Location: Plant, Soil and Nutrition Research2011 Annual Report
1a. Objectives (from AD-416)
The goal of this research is to identify the major genes involved in Al tolerance in rice and provide a better understanding of the physiological mechanisms of Al tolerance. Our preliminary work demonstrates that as a species, rice is capable of growing at Al3+ activities that are between 5-15 times higher than that for maize, sorghum, and wheat, leading us to hypothesize that rice may be a source of novel Al tolerance genes.

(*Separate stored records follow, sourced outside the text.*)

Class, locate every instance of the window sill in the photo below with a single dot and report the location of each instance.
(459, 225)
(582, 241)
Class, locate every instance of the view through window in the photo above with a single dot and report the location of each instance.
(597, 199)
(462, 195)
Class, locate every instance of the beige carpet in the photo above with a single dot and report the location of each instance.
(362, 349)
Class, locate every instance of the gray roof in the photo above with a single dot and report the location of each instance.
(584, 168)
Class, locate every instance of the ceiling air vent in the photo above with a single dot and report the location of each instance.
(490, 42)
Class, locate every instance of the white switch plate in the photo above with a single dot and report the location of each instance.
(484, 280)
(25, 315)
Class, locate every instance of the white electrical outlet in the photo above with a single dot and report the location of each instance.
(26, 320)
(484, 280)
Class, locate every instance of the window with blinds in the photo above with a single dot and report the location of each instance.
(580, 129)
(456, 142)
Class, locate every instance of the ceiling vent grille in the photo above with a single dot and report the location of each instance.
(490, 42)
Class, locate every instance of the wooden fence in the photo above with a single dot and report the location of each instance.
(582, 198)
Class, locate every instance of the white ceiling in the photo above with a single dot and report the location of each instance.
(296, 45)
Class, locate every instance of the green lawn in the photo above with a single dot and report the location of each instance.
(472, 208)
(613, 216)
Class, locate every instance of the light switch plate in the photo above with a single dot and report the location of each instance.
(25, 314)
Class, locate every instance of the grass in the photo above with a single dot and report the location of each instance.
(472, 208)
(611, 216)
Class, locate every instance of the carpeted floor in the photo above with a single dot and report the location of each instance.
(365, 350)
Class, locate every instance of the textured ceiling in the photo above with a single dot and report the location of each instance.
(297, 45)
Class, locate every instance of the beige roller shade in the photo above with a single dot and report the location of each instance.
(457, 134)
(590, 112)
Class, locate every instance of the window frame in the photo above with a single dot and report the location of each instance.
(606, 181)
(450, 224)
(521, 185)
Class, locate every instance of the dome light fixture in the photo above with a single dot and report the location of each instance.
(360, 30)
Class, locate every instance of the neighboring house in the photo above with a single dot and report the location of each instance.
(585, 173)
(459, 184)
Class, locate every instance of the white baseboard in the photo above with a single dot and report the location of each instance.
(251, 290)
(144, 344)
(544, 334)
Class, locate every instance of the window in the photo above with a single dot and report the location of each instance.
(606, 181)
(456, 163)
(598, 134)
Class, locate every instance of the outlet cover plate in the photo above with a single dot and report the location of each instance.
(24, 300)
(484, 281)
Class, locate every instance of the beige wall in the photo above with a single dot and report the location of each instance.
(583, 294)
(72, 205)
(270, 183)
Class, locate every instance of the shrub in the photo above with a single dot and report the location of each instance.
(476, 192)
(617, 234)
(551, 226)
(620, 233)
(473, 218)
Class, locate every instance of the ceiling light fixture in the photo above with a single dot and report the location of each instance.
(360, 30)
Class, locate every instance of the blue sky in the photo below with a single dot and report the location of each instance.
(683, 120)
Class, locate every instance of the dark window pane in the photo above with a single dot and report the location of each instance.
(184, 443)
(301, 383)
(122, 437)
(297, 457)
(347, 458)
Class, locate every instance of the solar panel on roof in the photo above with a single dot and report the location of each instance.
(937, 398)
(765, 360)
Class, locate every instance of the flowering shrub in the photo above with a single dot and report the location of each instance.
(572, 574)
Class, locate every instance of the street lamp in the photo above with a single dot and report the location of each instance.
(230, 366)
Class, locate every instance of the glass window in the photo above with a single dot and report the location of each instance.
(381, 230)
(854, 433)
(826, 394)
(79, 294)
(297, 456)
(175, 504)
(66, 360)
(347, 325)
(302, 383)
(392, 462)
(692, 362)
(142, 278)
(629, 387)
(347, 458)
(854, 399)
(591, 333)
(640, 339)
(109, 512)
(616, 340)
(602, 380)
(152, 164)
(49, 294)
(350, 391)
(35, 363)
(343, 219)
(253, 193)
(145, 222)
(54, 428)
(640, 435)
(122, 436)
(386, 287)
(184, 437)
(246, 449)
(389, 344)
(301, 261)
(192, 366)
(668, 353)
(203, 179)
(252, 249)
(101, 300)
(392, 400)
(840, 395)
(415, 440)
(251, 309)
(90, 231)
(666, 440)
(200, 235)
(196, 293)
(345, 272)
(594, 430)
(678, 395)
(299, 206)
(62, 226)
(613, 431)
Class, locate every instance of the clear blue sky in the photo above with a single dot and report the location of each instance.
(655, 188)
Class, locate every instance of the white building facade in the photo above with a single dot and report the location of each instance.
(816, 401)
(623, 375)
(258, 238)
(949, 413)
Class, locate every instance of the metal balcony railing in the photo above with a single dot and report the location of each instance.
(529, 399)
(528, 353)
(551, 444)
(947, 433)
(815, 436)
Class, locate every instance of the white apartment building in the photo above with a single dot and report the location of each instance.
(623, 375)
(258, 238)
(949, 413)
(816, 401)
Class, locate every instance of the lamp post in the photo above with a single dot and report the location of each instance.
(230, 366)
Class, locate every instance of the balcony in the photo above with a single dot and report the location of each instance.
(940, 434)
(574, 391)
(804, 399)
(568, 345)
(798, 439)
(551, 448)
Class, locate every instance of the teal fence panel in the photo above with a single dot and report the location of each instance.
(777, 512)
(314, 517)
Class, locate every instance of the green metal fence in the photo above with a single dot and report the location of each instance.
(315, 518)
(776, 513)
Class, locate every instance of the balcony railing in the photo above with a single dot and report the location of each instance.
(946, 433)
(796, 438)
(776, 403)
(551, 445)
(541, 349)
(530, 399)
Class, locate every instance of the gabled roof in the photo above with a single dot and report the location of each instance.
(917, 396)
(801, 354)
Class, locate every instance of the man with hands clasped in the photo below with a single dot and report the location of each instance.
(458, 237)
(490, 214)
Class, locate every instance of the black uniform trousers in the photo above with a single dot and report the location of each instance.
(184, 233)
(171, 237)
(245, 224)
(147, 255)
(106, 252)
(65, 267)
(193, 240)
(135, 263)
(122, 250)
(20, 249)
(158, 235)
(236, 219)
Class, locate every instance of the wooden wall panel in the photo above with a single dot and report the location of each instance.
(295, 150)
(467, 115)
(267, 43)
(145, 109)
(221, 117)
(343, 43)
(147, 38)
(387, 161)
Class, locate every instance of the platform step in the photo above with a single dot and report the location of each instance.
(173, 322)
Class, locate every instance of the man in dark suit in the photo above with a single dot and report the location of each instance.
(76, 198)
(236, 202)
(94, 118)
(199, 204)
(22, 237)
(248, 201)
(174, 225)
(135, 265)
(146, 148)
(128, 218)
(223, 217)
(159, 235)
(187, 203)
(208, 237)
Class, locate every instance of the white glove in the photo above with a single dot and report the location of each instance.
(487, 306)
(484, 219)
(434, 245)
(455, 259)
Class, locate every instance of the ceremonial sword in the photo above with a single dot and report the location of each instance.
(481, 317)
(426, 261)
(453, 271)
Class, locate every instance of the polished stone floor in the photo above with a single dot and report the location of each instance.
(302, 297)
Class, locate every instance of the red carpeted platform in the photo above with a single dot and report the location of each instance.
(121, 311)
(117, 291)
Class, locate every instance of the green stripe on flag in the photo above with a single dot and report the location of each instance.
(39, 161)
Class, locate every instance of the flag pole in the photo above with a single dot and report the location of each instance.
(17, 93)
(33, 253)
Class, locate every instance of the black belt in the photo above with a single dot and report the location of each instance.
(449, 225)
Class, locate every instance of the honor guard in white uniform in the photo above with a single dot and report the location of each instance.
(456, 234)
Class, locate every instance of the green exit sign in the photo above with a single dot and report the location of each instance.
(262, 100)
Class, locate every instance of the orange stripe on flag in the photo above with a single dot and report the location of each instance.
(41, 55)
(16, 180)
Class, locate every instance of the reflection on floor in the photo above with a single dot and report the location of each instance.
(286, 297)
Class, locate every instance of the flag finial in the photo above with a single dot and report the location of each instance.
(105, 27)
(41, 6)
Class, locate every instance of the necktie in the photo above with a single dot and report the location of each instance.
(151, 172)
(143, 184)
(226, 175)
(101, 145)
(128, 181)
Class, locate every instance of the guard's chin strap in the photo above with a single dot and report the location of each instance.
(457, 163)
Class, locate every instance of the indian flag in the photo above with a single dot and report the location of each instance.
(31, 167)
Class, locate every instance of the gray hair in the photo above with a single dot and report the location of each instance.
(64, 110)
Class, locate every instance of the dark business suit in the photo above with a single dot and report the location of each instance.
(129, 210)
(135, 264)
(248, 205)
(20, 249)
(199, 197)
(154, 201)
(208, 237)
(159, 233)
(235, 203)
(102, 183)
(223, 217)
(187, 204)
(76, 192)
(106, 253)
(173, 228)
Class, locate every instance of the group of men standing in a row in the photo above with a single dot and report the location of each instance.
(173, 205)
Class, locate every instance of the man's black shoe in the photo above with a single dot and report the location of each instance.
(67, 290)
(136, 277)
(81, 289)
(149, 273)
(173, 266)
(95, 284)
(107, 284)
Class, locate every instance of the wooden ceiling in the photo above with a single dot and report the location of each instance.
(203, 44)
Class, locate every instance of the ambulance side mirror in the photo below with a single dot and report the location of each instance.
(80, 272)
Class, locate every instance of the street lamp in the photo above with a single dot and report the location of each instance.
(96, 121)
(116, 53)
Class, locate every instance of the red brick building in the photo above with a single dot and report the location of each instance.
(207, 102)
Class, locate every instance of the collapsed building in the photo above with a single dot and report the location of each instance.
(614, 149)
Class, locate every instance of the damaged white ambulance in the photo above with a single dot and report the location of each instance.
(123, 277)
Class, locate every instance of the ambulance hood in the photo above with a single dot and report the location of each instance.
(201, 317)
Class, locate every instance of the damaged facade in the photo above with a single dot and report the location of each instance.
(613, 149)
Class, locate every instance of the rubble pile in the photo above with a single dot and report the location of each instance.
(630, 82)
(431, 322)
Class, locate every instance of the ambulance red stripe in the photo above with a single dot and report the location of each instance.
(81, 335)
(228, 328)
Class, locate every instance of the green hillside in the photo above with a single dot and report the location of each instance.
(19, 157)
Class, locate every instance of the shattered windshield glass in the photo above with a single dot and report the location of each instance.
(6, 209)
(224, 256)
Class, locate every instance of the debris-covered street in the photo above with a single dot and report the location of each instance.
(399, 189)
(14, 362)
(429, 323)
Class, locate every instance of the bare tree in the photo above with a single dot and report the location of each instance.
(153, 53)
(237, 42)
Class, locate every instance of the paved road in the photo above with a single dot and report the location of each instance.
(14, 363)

1b. Approach (from AD-416)
1. Characterize T-DNA knockouts for candidate AltSB MATE homologs in rice for physiological function and involvement in Al tolerance and quantification of the role of these candidate MATE genes in rice Al tolerance. 2. Fine map and/or clone the gene(s) underlying the novel major Al resistance QTL we recently identified on rice chr 12. 3. Complete the whole genome mapping for rice Al tolerance using the OryzaSNP II chip (44k SNP chip). 4) Initiate development of Al tolerance near isogenic lines (NILs) based on identified QTLs and also newly mapped loci from whole genome association mapping to quantify the contribution of individual loci to Al tolerance and as a resource for breeding for rice Al tolerance.
3. Progress Report
In the second year of this project, “association genetics” analysis of rice Al tolerance which involves phenotyping of a panel of 400 different rice lines for Al tolerance, were conducted. This diversity panel has been genotyped with over 44,000 unique molecular markers. Association genetics involved using a novel statistical program to identify molecular markers that associate with rice Al tolerance. Using this approach, we have identified a number of novel regions of the rice genome where Al tolerance genes reside and are in the process of cloning and evaluating candidate Al tolerance genes.